Untuk mengatasi prokrastinasi, fokuslah pada Aksi. Mulailah dengan Tujuan besar Anda, buat To-Do List, dan kerjakan tugas yang paling mudah terlebih dahulu. Momentum kecil dari keberhasilan pertama (bahkan sesederhana merapikan tempat tidur) akan mendorong Anda untuk menyelesaikan tugas yang lebih besar.
5. Kecemasan Berlebihan (Overwried) terhadap Masa Depan
Latihan untuk Mengobati Kecemasan dan Depresi Secara Alami
- ENA
Terlalu khawatir tentang target finansial atau kesuksesan di usia muda dapat menjadi bumerang. Kecemasan berlebihan ini bisa mendorong seseorang melakukan hal-hal yang tidak etis atau bahkan ilegal demi mencapai tujuan cepat.
Para host menegaskan, usia 20-an adalah masa belajar yang paling berharga.
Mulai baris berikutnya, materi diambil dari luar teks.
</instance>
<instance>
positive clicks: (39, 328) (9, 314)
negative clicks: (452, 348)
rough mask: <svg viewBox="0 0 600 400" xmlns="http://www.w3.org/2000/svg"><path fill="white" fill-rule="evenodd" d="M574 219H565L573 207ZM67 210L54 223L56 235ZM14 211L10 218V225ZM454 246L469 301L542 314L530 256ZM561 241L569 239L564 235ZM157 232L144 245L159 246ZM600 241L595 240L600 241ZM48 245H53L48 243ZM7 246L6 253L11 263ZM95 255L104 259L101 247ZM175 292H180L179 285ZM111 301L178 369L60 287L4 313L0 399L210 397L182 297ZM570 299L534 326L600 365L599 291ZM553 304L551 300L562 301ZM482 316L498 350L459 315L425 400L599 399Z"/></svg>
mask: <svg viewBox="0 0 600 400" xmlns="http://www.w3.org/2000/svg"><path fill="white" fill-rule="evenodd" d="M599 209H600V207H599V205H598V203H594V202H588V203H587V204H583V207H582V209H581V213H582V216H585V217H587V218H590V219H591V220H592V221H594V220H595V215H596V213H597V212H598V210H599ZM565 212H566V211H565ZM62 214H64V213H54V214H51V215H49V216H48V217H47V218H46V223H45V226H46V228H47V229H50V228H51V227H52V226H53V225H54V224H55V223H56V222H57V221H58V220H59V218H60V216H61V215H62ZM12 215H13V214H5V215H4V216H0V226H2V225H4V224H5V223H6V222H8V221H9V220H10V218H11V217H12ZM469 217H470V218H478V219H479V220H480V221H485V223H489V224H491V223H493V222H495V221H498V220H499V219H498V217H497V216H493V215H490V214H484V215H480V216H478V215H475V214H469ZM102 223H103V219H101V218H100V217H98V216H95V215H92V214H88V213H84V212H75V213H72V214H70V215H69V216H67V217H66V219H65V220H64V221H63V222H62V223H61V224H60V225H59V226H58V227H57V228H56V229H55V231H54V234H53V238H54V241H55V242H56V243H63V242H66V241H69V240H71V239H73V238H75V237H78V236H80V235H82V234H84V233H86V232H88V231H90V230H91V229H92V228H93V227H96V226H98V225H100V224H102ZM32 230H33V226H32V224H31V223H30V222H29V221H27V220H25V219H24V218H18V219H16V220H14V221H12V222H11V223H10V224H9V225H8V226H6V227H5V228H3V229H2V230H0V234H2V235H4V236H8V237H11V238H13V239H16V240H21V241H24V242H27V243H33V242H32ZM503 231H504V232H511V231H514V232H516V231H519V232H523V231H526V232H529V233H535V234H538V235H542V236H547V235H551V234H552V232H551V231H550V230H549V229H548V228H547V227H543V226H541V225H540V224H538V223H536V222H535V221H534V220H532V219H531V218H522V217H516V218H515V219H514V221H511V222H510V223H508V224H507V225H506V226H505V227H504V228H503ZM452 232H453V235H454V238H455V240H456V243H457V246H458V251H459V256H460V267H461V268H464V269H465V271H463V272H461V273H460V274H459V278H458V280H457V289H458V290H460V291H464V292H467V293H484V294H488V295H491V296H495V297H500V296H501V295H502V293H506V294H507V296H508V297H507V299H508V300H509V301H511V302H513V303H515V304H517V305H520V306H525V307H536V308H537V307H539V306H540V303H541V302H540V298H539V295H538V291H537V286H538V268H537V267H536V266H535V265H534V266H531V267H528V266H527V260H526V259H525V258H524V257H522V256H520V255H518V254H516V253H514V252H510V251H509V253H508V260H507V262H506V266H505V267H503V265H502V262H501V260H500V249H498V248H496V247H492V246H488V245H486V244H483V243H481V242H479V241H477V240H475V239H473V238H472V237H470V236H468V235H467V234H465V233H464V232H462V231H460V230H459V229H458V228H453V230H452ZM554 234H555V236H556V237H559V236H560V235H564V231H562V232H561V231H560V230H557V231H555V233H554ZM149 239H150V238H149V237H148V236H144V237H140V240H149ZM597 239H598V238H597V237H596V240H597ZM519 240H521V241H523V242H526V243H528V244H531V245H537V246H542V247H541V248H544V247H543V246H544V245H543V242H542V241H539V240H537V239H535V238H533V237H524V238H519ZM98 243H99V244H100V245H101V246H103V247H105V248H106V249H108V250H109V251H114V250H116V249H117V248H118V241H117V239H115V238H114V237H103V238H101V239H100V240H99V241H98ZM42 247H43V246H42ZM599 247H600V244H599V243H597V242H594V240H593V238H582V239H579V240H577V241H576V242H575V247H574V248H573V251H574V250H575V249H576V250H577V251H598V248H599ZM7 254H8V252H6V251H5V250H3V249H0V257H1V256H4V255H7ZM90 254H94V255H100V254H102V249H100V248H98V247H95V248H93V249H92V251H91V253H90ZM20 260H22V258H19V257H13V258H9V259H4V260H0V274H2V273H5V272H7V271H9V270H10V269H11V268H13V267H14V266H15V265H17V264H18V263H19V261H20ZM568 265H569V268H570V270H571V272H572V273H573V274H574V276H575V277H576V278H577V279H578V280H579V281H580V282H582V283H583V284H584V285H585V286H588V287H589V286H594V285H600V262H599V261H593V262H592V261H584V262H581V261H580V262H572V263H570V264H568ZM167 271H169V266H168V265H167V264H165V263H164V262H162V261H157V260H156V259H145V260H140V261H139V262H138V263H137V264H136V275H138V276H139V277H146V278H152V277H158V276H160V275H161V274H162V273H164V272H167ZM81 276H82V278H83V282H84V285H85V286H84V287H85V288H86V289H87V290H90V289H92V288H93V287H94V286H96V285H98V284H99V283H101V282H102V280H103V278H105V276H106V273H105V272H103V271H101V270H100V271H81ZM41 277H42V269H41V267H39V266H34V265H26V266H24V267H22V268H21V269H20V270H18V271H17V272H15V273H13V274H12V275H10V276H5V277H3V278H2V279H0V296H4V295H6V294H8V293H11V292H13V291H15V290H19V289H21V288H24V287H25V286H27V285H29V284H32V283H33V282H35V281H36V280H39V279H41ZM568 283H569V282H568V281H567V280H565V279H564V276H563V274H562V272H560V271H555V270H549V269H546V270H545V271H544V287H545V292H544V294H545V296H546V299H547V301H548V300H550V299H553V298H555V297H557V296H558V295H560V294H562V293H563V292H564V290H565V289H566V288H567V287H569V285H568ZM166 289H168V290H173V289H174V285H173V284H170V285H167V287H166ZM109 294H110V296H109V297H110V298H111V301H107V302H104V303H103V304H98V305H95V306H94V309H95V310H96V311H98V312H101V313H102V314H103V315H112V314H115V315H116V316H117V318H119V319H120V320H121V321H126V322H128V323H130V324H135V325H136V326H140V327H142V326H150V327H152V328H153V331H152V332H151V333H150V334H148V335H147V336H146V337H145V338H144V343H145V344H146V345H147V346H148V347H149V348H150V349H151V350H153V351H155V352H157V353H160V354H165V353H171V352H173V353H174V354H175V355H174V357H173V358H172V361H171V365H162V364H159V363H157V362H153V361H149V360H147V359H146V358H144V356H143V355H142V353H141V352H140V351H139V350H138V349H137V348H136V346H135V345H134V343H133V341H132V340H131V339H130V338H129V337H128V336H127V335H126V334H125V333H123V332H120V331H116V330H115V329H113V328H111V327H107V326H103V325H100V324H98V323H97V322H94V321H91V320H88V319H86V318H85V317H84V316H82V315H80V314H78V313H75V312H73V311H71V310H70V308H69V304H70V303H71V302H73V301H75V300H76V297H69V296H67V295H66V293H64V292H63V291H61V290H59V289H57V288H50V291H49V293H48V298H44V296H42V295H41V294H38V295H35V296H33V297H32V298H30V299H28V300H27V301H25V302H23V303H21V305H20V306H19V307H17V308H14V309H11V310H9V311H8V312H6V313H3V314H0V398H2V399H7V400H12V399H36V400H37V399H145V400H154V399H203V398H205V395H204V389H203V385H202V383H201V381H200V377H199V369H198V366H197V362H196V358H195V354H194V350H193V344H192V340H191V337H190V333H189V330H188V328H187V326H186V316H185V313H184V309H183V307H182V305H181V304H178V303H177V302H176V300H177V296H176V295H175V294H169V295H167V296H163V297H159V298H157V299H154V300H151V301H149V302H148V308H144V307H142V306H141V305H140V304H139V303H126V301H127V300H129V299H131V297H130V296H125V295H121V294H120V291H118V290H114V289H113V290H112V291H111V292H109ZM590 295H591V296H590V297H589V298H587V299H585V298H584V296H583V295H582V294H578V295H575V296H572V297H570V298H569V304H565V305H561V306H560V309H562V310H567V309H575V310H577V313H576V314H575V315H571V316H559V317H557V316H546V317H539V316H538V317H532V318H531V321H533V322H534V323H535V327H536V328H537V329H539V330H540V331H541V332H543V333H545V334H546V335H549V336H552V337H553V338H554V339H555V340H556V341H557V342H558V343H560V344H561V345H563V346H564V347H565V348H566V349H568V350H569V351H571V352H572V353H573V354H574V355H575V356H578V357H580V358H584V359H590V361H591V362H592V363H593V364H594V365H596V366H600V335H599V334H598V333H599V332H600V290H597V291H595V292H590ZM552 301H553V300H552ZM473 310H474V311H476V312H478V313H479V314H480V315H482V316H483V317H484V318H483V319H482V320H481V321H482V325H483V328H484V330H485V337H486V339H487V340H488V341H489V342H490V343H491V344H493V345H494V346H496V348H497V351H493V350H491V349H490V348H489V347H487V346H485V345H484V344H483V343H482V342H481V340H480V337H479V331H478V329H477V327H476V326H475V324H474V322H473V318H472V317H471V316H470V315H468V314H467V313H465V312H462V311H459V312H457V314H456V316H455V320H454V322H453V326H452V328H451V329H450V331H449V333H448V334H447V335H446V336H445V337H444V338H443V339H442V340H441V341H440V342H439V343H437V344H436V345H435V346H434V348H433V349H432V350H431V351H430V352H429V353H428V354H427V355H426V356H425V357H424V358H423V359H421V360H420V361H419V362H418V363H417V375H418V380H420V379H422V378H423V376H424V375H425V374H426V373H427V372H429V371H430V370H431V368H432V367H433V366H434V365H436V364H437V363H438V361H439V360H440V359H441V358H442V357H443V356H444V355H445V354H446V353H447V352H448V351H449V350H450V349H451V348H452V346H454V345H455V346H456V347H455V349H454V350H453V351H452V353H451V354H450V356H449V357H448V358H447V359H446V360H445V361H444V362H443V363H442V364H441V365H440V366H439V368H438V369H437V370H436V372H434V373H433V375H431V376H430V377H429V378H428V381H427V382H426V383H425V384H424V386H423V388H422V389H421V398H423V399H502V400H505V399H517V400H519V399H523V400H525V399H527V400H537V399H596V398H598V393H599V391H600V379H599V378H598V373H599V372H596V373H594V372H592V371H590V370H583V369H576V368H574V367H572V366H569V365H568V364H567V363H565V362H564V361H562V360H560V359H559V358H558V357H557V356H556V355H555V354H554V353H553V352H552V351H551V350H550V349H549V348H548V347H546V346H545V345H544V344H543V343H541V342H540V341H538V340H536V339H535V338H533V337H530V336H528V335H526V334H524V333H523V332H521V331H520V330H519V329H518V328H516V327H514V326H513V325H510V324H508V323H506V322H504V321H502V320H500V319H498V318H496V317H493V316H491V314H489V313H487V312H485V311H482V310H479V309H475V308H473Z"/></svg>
Jangan paksakan kesuksesan instan yang hanya berumur pendek. Anda menginginkan kesuksesan yang berkelanjutan hingga usia 30-an, 40-an, dan seterusnya. Nikmati proses, dan belajarlah untuk "Be Present".
Bacaan Wajib & Mengatasi "Enggak Enakan"
Sebagai penutup, podcast ini juga memberikan dua tips praktis untuk menghadapi dunia dewasa:
Rekomendasi Bacaan
Jika Anda sudah membaca The Courage to Be Disliked (Berani Tidak Disukai), buku lanjutan yang direkomendasikan adalah The Courage to Be Happy.
Alternatif lain adalah The Subtle Art of Not Giving a F*ck dari Mark Manson, untuk melatih seni "bersikap bodo amat" pada hal yang tidak penting.
Melawan Rasa "Enggak Enakan"
Rasa tidak enak hati sering menjadi beban. Untuk mengatasinya, Anda harus berani mencari mediasi yang sehat dengan keluarga atau teman.
Jika Anda terus-menerus menyenangkan orang lain (karena enggak enakan), Anda akan menjadi musuh bagi diri sendiri. Pikirkan: Apakah "rasa enggak enakan" ini akan kembali menjadi beban di pundak Anda?